SAM-IQA: Can Segment Anything Boost Image Quality Assessment?

paper_url: http://arxiv.org/abs/2307.04455
repo_url: https://github.com/hedlen/sam-iqa
paper_authors: Xinpeng Li, Ting Jiang, Haoqiang Fan, Shuaicheng Liu
for: 本研究旨在提高图像质量评估（IQA） task 的准确性，通过使用大量数据进行训练。
methods: 本研究使用 Segment Anything 模型的encoder部分进行高级别 semantic feature extraction，并利用 Fourier 和标准卷积来提取频域特征。
results: 对四个代表性的数据集进行了广泛的实验，结果表明我们的方法可以比STATE-OF-THE-ART 高效， both qualitatively 和 quantitatively。

Abstract
Image Quality Assessment (IQA) is a challenging task that requires training on massive datasets to achieve accurate predictions. However, due to the lack of IQA data, deep learning-based IQA methods typically rely on pre-trained networks trained on massive datasets as feature extractors to enhance their generalization ability, such as the ResNet network trained on ImageNet.

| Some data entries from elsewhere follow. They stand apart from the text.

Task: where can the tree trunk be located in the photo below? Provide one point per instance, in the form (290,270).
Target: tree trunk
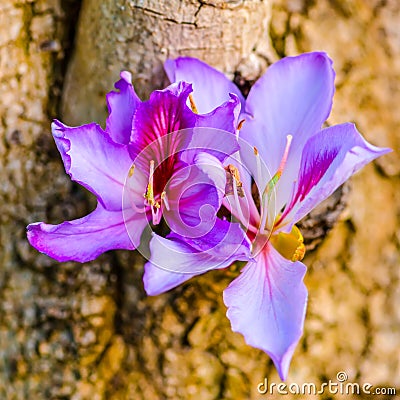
(72,331)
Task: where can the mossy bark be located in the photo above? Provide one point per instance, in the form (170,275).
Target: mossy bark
(71,331)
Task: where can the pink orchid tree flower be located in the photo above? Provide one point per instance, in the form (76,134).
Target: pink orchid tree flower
(296,165)
(158,154)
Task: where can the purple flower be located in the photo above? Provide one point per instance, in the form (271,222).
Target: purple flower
(141,148)
(296,165)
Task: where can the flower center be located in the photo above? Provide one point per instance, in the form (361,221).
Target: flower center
(290,245)
(268,200)
(155,201)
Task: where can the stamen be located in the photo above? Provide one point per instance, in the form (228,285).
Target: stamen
(237,202)
(233,180)
(234,186)
(240,125)
(193,104)
(258,161)
(164,198)
(267,194)
(149,197)
(289,139)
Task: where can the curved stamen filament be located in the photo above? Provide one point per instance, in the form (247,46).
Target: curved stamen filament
(269,188)
(193,104)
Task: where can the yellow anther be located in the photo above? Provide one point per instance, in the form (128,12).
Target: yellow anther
(233,178)
(290,245)
(149,195)
(193,104)
(240,124)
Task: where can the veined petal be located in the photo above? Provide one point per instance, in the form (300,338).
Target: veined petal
(226,242)
(293,97)
(194,200)
(267,305)
(82,239)
(225,117)
(157,280)
(211,88)
(329,158)
(121,107)
(165,112)
(176,259)
(93,160)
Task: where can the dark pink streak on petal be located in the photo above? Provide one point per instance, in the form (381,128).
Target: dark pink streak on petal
(267,305)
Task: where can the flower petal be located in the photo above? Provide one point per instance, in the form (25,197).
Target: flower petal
(121,107)
(329,158)
(176,259)
(157,280)
(165,112)
(93,160)
(82,239)
(194,199)
(267,305)
(211,88)
(293,97)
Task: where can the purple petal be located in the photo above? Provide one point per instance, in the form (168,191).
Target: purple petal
(165,112)
(176,259)
(93,160)
(329,158)
(121,107)
(225,243)
(211,88)
(157,280)
(267,305)
(82,239)
(194,199)
(294,97)
(215,133)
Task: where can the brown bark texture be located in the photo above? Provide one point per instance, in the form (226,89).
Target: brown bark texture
(72,331)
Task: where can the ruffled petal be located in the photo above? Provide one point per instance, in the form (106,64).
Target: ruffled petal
(293,97)
(93,160)
(194,199)
(329,158)
(211,88)
(121,107)
(176,259)
(165,112)
(224,117)
(83,239)
(267,305)
(157,280)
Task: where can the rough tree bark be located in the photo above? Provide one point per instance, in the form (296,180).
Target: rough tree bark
(70,331)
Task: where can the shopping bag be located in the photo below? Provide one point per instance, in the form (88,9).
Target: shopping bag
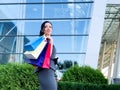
(46,63)
(33,43)
(39,61)
(35,53)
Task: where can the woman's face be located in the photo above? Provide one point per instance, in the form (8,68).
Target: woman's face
(47,29)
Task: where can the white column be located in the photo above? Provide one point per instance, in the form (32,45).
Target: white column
(116,72)
(95,34)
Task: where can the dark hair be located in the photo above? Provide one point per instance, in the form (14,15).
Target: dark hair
(42,26)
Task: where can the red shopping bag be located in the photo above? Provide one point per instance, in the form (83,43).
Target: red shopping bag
(46,63)
(43,60)
(39,61)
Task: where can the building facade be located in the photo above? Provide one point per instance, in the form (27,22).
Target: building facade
(78,28)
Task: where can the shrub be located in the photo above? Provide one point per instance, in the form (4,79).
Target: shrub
(18,77)
(84,74)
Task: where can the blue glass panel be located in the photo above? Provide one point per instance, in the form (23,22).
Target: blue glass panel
(71,43)
(79,58)
(60,27)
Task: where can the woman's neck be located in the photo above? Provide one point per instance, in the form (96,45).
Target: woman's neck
(47,35)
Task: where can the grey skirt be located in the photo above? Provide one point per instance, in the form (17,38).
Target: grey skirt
(47,79)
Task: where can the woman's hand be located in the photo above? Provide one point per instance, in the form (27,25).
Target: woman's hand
(50,40)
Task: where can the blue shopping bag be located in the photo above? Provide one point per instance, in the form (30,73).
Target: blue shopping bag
(35,53)
(40,60)
(33,44)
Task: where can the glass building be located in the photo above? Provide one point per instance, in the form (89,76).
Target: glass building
(82,30)
(20,22)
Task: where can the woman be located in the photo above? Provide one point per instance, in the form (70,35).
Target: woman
(46,77)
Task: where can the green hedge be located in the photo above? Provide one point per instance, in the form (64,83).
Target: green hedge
(21,77)
(82,86)
(18,77)
(84,74)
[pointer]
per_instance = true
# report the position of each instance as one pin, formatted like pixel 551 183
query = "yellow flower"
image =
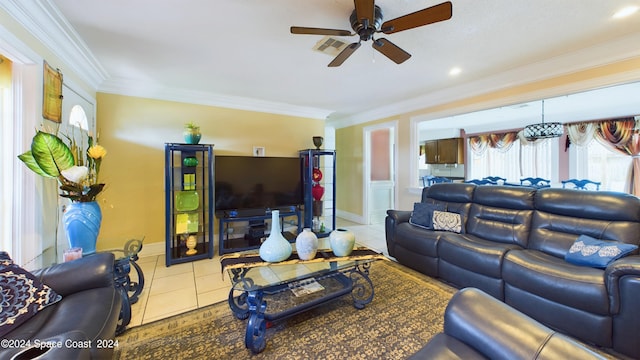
pixel 97 152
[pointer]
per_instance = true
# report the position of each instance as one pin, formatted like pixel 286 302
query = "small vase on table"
pixel 276 248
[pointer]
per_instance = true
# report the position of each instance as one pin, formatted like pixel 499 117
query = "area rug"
pixel 406 312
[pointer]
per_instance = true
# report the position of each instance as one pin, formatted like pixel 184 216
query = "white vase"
pixel 276 248
pixel 342 242
pixel 306 244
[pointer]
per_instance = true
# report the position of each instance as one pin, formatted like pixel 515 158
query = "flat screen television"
pixel 248 184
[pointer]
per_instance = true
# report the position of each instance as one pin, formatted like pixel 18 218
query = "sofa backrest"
pixel 562 215
pixel 502 213
pixel 456 196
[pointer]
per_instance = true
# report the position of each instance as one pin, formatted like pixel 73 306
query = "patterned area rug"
pixel 406 312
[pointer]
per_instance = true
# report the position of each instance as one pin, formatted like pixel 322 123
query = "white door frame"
pixel 366 180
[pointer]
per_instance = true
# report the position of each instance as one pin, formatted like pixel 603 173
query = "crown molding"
pixel 45 22
pixel 581 60
pixel 153 91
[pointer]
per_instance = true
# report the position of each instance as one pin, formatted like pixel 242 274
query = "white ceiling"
pixel 242 50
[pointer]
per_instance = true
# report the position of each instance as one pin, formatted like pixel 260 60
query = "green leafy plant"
pixel 50 157
pixel 191 126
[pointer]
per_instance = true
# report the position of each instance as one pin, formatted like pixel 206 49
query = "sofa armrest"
pixel 72 345
pixel 629 265
pixel 394 217
pixel 499 331
pixel 90 272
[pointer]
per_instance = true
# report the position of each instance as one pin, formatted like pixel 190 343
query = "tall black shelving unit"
pixel 323 211
pixel 189 201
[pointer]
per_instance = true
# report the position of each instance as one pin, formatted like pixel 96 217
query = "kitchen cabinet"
pixel 444 151
pixel 189 202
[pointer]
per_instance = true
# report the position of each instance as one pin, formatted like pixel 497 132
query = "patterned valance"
pixel 502 142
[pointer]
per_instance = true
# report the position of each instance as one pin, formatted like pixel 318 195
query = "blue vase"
pixel 82 224
pixel 276 248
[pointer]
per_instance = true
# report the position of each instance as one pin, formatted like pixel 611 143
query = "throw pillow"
pixel 422 214
pixel 447 221
pixel 22 295
pixel 587 251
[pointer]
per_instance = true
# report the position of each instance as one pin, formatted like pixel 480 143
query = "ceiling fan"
pixel 366 20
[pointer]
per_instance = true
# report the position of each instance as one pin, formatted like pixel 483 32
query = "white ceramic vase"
pixel 306 244
pixel 342 242
pixel 276 248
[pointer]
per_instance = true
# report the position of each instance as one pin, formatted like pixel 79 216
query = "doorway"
pixel 380 191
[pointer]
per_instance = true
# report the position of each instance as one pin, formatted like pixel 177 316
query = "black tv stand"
pixel 256 228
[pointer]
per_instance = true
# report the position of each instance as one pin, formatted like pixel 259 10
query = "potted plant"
pixel 191 133
pixel 77 174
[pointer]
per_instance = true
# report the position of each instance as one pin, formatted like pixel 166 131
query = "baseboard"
pixel 356 218
pixel 152 249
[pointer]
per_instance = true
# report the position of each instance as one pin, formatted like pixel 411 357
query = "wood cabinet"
pixel 319 170
pixel 444 151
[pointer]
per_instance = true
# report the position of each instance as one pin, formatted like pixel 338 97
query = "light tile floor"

In this paper, we utilize the encoder of Segment Anything, a recently proposed segmentation model trained on a massive dataset, for high-level semantic feature extraction. Most IQA methods are limited to extracting spatial-domain features, while frequency-domain features have been shown to better represent noise and blur. Therefore, we leverage both spatial-domain and frequency-domain features by applying Fourier and standard convolutions on the extracted features, respectively. Extensive experiments are conducted to demonstrate the effectiveness of all the proposed components, and results show that our approach outperforms the state-of-the-art (SOTA) in four representative datasets, both qualitatively and quantitatively. Our experiments confirm the powerful feature extraction capabilities of Segment Anything and highlight the value of combining spatial-domain and frequency-domain features in IQA tasks. Code: https://github.com/Hedlen/SAM-IQA

摘要

Identification of Hemorrhage and Infarct Lesions on Brain CT Images using Deep Learning

paper_url: http://arxiv.org/abs/2307.04425
repo_url: None
paper_authors: Arunkumar Govindarajan, Arjun Agarwal, Subhankar Chattoraj, Dennis Robert, Satish Golla, Ujjwal Upadhyay, Swetha Tanamala, Aarthi Govindarajan
for: 鉴定非contrast computed tomography（NCCT）头部影像的潜在疾病
methods: 使用深度学习（DL）基本的计算机助临 diagnosis（CAD）模型
results: 对头部NCCT影像的自动识别出血肿和损伤的可能性和局限性

Abstract
Head Non-contrast computed tomography (NCCT) scan remain the preferred primary imaging modality due to their widespread availability and speed. However, the current standard for manual annotations of abnormal brain tissue on head NCCT scans involves significant disadvantages like lack of cutoff standardization and degeneration identification. The recent advancement of deep learning-based computer-aided diagnostic (CAD) models in the multidisciplinary domain has created vast opportunities in neurological medical imaging. Significant literature has been published earlier in the automated identification of brain tissue on different imaging modalities. However, determining Intracranial hemorrhage (ICH) and infarct can be challenging due to image texture, volume size, and scan quality variability. This retrospective validation study evaluated a DL-based algorithm identifying ICH and infarct from head-NCCT scans. The head-NCCT scans dataset was collected consecutively from multiple diagnostic imaging centers across India. The study exhibits the potential and limitations of such DL-based software for introduction in routine workflow in extensive healthcare facilities.

摘要
head non-contrast computed tomography (NCCT) 扫描仍然是 primary imaging modality 的首选方式，因为它们在可用性和速度方面具有广泛的优势。然而，现有的手动标注病理脑组织在 head NCCT 扫描中存在一些缺点，如标准化标注的缺乏和衰变识别。Recent Advances 在多学科领域的 computer-aided diagnostic (CAD) 模型中，已经创造了巨大的机会，特别是在神经科医学影像领域。 Earlier literature 已经发表了自动识别不同 imaging modalities 中的脑组织。然而，由于图像 текстура、体积大小和扫描质量的变化，识别Intracranial hemorrhage (ICH) 和衰变可以是困难的。本回顾验证研究检查了一种基于深度学习 (DL) 的算法，可以从 head-NCCT 扫描中识别 ICH 和衰变。该 dataset 是从印度多个诊断影像中心收集的 consecutively。研究表明了这种 DL-based 软件的潜在和局限性，并探讨了在广泛的医疗设施中的应用前景。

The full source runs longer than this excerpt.